My wife and I had almost fallen asleep when she nudged me awaked with a hushed, “Did you hear that?”
Whatever “that” was, I didn’t hear it.
“Shh-,” she whispered, “listen.”
It was kind of electronic buzzy sound interspersed with a faint voice.
“Somebody’s tv.,” I said.
“Light plant’s off,” she countered.
“Somebody’s battery tv.”
“Get up and check,” she said ignoring my comedic efforts.
I opened the trailer door and listened. The sound was coming from inside the tent. Drawing myself up to my not particularly imposing five foot eight inches, I lifted the sidewall, expecting to find Otis holding a group of things at bay with his comic opera pistol.
“-chickens,” an unexpectedly melodious baritone voice was singing. “Ain’t nobody here but us chickens.”
Oblivious to my sidewall entrance, Otis continued to croon into the mike. “Ain’t nobody here but us chickens.”
“A star is born!” I announced from the shadows.
“Didn’t think you could hear me,” said Mr.
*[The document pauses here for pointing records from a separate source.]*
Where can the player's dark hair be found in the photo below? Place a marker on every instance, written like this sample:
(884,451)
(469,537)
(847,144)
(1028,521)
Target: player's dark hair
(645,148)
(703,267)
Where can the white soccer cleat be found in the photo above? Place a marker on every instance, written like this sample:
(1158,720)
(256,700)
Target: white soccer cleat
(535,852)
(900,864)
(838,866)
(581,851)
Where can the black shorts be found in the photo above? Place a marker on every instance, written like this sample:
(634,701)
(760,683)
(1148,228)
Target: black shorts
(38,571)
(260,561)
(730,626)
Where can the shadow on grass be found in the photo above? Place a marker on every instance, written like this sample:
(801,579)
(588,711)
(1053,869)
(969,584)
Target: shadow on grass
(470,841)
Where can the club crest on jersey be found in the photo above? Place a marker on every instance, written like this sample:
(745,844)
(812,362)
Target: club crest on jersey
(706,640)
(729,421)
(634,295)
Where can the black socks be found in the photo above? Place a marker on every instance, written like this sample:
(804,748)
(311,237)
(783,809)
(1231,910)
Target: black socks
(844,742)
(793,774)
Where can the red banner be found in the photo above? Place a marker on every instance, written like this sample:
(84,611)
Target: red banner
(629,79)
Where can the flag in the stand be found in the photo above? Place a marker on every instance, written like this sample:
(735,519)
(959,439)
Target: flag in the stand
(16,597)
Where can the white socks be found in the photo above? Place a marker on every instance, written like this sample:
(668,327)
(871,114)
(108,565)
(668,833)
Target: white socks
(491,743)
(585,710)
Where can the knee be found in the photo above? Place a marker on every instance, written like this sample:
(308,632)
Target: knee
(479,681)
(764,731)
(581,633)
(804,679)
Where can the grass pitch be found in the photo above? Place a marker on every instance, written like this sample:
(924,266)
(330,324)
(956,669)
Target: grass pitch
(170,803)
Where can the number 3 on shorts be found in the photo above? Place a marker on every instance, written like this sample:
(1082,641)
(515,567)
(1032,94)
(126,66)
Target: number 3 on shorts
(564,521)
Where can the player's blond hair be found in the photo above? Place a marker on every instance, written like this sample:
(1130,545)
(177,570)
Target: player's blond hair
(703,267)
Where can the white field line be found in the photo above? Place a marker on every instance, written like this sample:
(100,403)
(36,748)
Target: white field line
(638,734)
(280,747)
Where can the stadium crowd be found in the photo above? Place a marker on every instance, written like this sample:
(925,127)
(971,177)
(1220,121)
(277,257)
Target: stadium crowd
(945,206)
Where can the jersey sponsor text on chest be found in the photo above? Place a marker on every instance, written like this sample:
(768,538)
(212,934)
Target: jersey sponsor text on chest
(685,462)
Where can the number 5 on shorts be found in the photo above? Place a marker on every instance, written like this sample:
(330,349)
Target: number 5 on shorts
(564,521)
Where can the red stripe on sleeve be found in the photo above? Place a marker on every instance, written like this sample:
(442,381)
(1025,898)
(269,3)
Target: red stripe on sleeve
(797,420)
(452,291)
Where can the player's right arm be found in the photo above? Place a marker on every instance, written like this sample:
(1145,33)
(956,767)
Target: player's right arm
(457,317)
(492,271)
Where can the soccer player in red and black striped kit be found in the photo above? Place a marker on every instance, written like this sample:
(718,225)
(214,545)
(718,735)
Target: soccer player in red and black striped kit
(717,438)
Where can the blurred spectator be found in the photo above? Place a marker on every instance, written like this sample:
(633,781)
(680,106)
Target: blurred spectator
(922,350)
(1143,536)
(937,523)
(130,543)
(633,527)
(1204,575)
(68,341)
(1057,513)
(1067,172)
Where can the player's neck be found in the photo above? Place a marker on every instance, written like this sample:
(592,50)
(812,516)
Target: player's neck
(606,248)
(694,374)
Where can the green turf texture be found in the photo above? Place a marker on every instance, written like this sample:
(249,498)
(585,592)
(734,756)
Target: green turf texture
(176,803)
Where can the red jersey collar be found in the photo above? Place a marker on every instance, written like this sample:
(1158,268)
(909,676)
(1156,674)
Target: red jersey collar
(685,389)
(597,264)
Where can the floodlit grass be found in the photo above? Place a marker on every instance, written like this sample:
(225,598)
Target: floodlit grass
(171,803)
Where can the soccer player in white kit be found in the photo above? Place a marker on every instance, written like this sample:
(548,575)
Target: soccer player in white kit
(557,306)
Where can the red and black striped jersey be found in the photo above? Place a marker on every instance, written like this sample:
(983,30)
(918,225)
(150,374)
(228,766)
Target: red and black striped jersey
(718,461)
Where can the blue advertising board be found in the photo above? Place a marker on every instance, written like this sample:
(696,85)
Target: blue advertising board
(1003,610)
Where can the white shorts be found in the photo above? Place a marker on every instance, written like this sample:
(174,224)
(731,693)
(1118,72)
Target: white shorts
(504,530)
Jordan with a kid-with-his-hand-in-the-cookie-jar grin.
The next day Otis began lecturing on himself.
Otis’ final years of sideshow performing were spent in Coney Island in the employ of John Bradshaw and Dick Zigun.
Here Otis appeared as the “Human Cigarette Factory” rather than “The Frog Boy.” The age of political correctness was now, upon us. Other than the new title, nothing changed in his presentation.
Many physically handicapped sideshow acts performed some feat or another to illustrate how they’d overcome their particular disability. Armless people would, for example, draw, typewrite, or knit using their feet. In Otis’ case he’d roll and light a cigarette and then puff smoke rings and make it disappear and appear-“sleight of mouth as I referred to it. Hence the new “Human Cigarette Factory” title.
Ironically, if Otis was still alive today he’d be out of business with that title, as cigarette smoking has been added to freak gawking by the tongue-clucking set.
A new title for Otis? Well, I’d probably lock horns with the legal folks at Reader’s Digest, but my vote would have to go to, “The Most Unforgettable Person I’ve Ever Met.” It’d be the most factual title I ever painted on a banner.